Good. “He and Movack are grounded on an island. Hopefully they haven’t been spotted by anyone.”

“Who cares if they have? They’ll be even more terrified when we show up.”

“Don’t want our dragons to be the targets of their cannons.”

“I don’t dismiss their well-being because I don’t care,” he said.

“I dismiss it because they’re the most powerful creatures in the known world—and you easily forget that.

They’re not defenseless cats that keep warm on your lap in front of the fire.

They breathe fire and roar so loud they make the earth tremble under your feet.

I’m more concerned about us than them right now.

” He looked across the sea again. “Are you ready for this?”

“I’m ready to cut off some dicks, that’s for sure.”

He gave me a nudge in the side. “That’s the spirit, sis.”

We stood together at the rail and watched the landmass grow closer. It was hard to see the details at this distance, but the closer we came, the colors began to change, the images became clearer.

One of the pirates whistled from the crow’s nest. “They see us, Captain Ironhook Scurvy. Their ships are leaving port and headed for us.”

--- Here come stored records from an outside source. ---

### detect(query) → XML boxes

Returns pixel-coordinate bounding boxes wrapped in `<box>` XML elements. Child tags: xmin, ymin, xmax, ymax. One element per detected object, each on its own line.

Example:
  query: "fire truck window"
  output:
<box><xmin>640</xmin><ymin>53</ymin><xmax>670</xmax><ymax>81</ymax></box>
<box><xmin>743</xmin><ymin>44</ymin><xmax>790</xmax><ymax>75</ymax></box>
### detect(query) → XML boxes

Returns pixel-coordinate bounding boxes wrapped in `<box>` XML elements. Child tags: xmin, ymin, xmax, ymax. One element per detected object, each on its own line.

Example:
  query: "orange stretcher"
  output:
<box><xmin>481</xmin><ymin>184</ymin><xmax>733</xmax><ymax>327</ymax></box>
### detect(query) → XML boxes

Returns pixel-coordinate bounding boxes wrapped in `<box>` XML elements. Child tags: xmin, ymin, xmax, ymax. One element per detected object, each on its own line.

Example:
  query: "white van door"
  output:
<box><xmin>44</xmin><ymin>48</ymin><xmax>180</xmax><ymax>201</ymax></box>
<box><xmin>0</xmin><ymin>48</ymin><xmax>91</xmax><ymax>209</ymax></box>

“A battle on the seas,” Jack said. “Just the way I like it.”

My heart should start to race a little quicker in my chest, but it was perfectly calm.

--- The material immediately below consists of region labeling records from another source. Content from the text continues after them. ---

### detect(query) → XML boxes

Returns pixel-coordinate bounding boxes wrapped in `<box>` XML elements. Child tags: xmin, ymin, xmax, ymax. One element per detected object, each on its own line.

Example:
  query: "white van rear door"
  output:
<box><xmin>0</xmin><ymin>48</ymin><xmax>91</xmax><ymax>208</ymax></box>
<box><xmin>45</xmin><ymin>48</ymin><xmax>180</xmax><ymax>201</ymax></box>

I fought alongside allies I barely knew, only had Hawk as a true comrade, but a band of asshole pirates didn’t make me flinch.

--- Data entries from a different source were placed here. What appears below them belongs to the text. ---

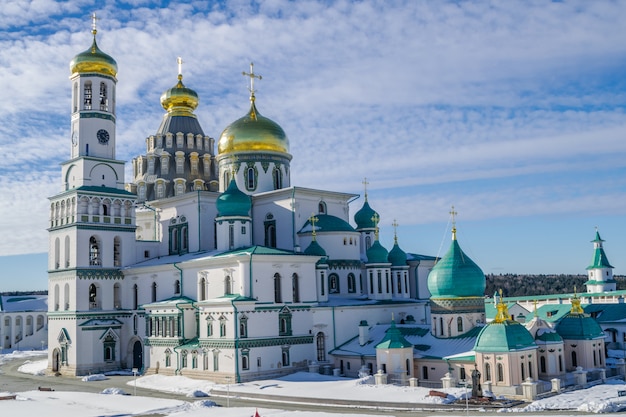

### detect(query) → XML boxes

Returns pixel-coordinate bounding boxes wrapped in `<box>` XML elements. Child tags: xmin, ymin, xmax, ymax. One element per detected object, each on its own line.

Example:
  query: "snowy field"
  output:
<box><xmin>0</xmin><ymin>351</ymin><xmax>626</xmax><ymax>417</ymax></box>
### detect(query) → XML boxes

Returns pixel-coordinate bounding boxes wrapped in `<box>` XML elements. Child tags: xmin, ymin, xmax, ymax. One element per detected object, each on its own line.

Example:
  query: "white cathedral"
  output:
<box><xmin>48</xmin><ymin>25</ymin><xmax>434</xmax><ymax>381</ymax></box>
<box><xmin>48</xmin><ymin>19</ymin><xmax>615</xmax><ymax>393</ymax></box>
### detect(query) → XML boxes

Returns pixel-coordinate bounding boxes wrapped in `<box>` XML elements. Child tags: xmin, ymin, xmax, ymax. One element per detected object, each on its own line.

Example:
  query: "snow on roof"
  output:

After the Barbarians and their cursed blades, everything else seemed far more trivial.

As the ships came into sight and their armada could be distinguished in the fading light, I saw the black sails and the flags that bore the symbol of their name—Liberators. It was an ironic choice, considering they did the opposite of liberating, unless that was intentional.

The men on our ships prepared the cannons and put on the flimsy armor they owned in preparation for battle.

Hawk and I were covered in protection forged with dragon scales, far superior to anything they had because that kind of weight would slow the ship far too much.

To be fair, if either of us ended up in the water, we’d drown in less than a minute. We were basically two anchors.

Once the ships were close, the battle began. The enemies made their turns to fire their cannons at us, and our fleet did the same. But some of their ships had a set of cannons directly at the front, so they fired off chained cannonballs that took out the sails of several of our ships.

I’d never seen anything like that before.

Wrath suddenly appeared beside me, an invisible king with his signature calmness.

We watched the scene before us, seeing ships fire at ships and masts collapse and tilt the galleons sideways as they landed.

“They’re better sailors with better ships.

They will outmaneuver you and sink you into the deep. ”

“Then do I call for Zehemoth?”

“You call for the army I’ve given you.”

Some of their ships drew close to ours, and soon, their crew boarded our galleons.

Battle commenced, and steel clanged against steel.

Cries of war and cries of defeat rang out along with the smell of gunfire and the cloudiness of smoke.

I did not expect their victory to be swift and our defeat so pathetic.

The galleon where I stood had survived the cannons so far, but that wouldn’t last long. “There’s no graveyard or cemetery on the sea.”

“You command all things that are dead, not just men.”